Previous studies have found that oxidative stress could promote inhibit osteogenesis of bone marrow mesenchymal stem cells and promote the apoptosis of osteoblast [16]. Microarray hybridization was performed and found that miR-708 was downregulated in the H2O2 treated group. We found that miR-708 was decreased in the H2O2 group than the control group by PCR. Meanwhile, PTEN was the target gene of miR-708. Yang et al. [17] revealed that miR-21 promotes osteogenesis via the PTEN/PI3K/Akt/HIF-1α pathway and enhances bone regeneration in critical-size defects. PTEN has been implicated as an important regulator of osteoblast differentiation [18] and osteoblast apoptosis [19, 20]. And miR-17/PTEN axis could also promote osteoblasts viability [21]. We found that miR-708 could bind to the 576-582 of PTEN 3′ UTR and relative luciferase activity further identified that miR-708 could directly target with PTEN. Previously study found that PTEN is an inhibitor of the AKT signaling pathway and suppresses the expression of AKT [22]. Liu et al. [23] reported that PTEN modulates neuron apoptosis involving the PI3K/Akt/mTOR signaling pathway. Thus, PI3K/Akt is the downstream signaling pathway of PTEN.

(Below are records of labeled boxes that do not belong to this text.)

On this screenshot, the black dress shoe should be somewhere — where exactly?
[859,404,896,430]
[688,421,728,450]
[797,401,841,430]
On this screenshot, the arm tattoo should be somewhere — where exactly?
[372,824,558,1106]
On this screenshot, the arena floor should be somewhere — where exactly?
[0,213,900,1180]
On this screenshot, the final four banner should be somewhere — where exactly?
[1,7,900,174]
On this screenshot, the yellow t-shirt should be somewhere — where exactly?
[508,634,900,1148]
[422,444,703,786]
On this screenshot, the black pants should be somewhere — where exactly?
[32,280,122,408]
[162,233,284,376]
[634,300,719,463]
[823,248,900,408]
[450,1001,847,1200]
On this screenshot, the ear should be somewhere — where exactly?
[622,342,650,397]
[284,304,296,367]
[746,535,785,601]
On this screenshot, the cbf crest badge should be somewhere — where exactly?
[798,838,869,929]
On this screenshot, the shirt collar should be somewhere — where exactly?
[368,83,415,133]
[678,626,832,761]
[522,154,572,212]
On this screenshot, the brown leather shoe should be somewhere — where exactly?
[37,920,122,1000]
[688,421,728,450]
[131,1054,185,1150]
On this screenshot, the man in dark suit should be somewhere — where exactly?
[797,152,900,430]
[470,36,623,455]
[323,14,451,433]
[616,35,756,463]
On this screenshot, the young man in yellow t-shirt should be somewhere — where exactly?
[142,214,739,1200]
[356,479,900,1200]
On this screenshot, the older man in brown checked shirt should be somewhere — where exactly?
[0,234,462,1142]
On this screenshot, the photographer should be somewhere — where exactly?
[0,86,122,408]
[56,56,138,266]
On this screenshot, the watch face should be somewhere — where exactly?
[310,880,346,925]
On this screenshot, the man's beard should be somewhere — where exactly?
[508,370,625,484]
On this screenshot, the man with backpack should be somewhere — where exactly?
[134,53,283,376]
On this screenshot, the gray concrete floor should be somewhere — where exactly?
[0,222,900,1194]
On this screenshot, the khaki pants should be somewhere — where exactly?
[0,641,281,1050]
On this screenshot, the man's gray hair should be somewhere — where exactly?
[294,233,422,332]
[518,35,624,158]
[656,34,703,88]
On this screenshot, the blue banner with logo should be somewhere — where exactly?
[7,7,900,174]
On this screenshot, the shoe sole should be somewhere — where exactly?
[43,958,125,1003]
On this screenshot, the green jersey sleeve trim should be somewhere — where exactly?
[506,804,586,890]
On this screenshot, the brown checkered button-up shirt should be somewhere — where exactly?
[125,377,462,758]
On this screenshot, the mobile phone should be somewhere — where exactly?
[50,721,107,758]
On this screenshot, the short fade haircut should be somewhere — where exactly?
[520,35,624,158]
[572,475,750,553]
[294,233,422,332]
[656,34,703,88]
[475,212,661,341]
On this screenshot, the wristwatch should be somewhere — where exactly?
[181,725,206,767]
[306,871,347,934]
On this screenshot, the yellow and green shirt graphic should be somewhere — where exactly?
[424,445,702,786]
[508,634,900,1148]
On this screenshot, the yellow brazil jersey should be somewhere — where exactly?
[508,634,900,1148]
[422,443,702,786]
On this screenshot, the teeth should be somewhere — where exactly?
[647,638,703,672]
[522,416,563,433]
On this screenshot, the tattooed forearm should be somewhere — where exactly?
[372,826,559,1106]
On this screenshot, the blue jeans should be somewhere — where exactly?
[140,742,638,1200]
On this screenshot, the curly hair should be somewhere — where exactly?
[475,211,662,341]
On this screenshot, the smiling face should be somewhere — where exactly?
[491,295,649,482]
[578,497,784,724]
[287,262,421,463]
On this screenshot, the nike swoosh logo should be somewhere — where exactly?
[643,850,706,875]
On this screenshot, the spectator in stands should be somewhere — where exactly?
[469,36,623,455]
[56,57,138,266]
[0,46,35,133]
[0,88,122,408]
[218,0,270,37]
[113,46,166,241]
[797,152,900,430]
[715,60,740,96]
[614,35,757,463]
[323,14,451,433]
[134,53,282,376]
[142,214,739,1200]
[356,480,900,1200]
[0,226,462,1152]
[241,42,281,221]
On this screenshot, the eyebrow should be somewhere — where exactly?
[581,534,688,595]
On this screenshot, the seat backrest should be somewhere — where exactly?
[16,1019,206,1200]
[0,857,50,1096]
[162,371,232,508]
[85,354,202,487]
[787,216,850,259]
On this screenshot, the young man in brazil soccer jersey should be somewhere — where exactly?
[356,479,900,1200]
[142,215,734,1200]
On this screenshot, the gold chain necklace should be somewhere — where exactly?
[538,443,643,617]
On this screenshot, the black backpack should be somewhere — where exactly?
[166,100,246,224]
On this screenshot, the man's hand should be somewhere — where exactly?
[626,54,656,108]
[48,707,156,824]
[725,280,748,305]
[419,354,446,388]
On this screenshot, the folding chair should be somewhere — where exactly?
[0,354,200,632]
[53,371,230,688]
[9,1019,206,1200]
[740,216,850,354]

MiR-708 possesses many physiological functions including regulating cell proliferation, apoptosis, and autophagy. Sun et al. [24] identified that miRNA-708 functions as a tumor suppressor in colorectal cancer by targeting ZEB1 through Akt/mTOR signaling pathway. Saini et al. [25] revealed that miR-708 induces apoptosis and suppresses tumorigenicity in renal cancer cells. In this study, we found that miR-708 could significantly reduce the H2O2-induced apoptosis of MC3T3-E1 cells.

Conclusions

MiR-708 inhibits MC3T3-E1 osteoblasts against H2O2-induced apoptosis through directly targeting PTEN. Future studies should be focused on the effects of miR-708 for osteogenesis in vivo.